You all know that any project plans change more than once before completion of the project. Well, now we're on to plan C.
Met with a retired metal worker and welder tonight to discuss what I have figured out so far. He is actually the husband of one of my wife's female friends who was in that career.
He had a lot of insight that was helpful given that he was here and looking at the situation in person. I was hoping he would assist with any tube bending and/or welding. But he doesn't currently have the equipment for working with stainless steel bending or welding. He did say he really liked what I was coming up with so far but had some suggestions to consider.
He considered my plan for bending the tubes but stated that most shops would do better to put a V cut where a bend is needed, bend the tube and weld it at the resulting seam. He also said the shop would put a gusset at the bend to make it stronger. That does resolve the issue of the tube deforming at a curved bend. He told me that the old adapter I was thinking of using would add a bit of complication since it is mild steel and not stainless steel like all the new metal I am using. It can be welded but the weld is not as good and the mild steel would be subject to rust as time passes. He also had a really good idea that the hitch frame tubes can be slotted and the rear plate that the Uni-Go receiver is bolted to can be fitted into the slots and welded to make it even stronger at the end. He did encourage me to add in the hanger bar as I was considering. So based just on this much information and recommendation I came up with 2 alternate setups shown in these pics.
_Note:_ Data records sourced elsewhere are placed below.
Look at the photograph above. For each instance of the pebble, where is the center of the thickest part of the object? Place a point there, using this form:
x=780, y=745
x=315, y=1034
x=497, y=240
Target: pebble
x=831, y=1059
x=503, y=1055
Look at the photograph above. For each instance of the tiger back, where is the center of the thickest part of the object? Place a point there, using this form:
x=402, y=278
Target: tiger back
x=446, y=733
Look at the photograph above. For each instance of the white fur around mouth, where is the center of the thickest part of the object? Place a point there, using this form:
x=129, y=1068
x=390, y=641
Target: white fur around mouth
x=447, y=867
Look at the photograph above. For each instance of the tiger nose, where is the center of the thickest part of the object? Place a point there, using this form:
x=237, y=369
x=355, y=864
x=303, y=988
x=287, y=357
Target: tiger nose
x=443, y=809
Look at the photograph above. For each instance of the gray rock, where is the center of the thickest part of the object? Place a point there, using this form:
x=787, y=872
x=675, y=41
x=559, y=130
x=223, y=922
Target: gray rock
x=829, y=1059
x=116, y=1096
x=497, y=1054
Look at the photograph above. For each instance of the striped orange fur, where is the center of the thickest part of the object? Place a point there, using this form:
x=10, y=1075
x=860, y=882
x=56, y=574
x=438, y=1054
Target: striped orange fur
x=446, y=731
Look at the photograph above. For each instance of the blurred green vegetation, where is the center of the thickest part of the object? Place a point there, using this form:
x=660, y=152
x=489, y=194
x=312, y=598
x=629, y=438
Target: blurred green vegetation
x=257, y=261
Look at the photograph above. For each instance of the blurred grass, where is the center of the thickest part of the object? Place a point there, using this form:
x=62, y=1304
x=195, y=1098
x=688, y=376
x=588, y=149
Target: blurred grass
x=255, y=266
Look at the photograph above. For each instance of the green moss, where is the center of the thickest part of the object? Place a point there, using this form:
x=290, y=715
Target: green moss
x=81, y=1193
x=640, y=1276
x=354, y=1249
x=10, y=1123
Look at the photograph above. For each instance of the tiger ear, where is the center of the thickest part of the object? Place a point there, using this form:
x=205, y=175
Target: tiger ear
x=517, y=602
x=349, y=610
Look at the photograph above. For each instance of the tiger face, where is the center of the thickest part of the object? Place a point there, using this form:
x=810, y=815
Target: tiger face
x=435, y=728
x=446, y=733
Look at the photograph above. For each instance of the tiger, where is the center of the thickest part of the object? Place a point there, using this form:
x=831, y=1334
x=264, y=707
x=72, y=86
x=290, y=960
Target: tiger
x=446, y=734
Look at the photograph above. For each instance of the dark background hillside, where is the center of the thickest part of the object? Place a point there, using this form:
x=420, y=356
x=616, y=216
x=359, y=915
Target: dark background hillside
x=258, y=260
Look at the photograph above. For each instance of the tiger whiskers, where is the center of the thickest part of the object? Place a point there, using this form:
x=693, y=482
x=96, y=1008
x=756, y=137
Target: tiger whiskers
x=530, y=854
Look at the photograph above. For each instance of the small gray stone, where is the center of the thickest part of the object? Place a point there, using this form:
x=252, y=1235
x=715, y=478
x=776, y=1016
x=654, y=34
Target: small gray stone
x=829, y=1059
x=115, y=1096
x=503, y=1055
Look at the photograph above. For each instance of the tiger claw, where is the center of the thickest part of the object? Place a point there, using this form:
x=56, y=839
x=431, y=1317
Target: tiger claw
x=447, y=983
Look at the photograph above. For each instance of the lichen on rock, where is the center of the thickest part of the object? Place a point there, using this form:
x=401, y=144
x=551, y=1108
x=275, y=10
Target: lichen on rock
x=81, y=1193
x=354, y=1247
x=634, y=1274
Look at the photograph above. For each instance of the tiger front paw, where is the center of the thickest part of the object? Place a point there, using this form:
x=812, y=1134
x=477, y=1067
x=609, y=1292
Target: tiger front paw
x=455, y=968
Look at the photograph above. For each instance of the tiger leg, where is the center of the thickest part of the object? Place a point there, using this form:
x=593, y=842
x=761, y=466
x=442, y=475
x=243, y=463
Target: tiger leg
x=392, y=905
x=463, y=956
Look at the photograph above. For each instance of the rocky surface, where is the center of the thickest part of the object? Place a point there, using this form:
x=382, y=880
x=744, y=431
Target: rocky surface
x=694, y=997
The first is simpler but not quite as elegant yet might be stronger with only one welded bend involved with a bigger gusset. The second is closer to the original frame shape I was thinking of but will require 2 bend/welds and gussets.
https://photos.app.goo.gl/MUwNbt2vpTvTceJd8He thought my idea of using square U-bolts was good. I asked about the issue or possibility that putting a hole and using bolts in the OEM rear bike frame might damage the integrity of the cast aluminum. As he looked at the OEM rear bike frame he immediately assured me that the OEM frame is a bit over-built and well strengthened and that drilling a hole in the upper frame on each side and a hole on the lower frame on each side where the square tubing lays against the bike frame would be no issue at all. He said he likes to do a little overkill on his projects and would have no hesitation to use hardened (grade
![Cool 8)](https://www.kymcoforum.com/Smileys/default/cool.gif)
M8 bolts and spacers to attach the hitch frame to a cast aluminum bike frame like this one. He also said that using bolts through the frame would be better than using U-bolts. I was also thinking that as well. So I think that is the direction I will go. It would make it much more secure and easier to attach. I would only need a spacer on the forward attachment point and not at the rear attachment point right at where the hitch frame goes through the plastic. Of course drilling the holes would require that I remove the rear side panels but that's OK.
As it has been so far this is a project that will require doing a little bit, test fitting, going back and doing a little more, repeat. That includes any metal bending or welding that I have done... a little at a time when I have the time.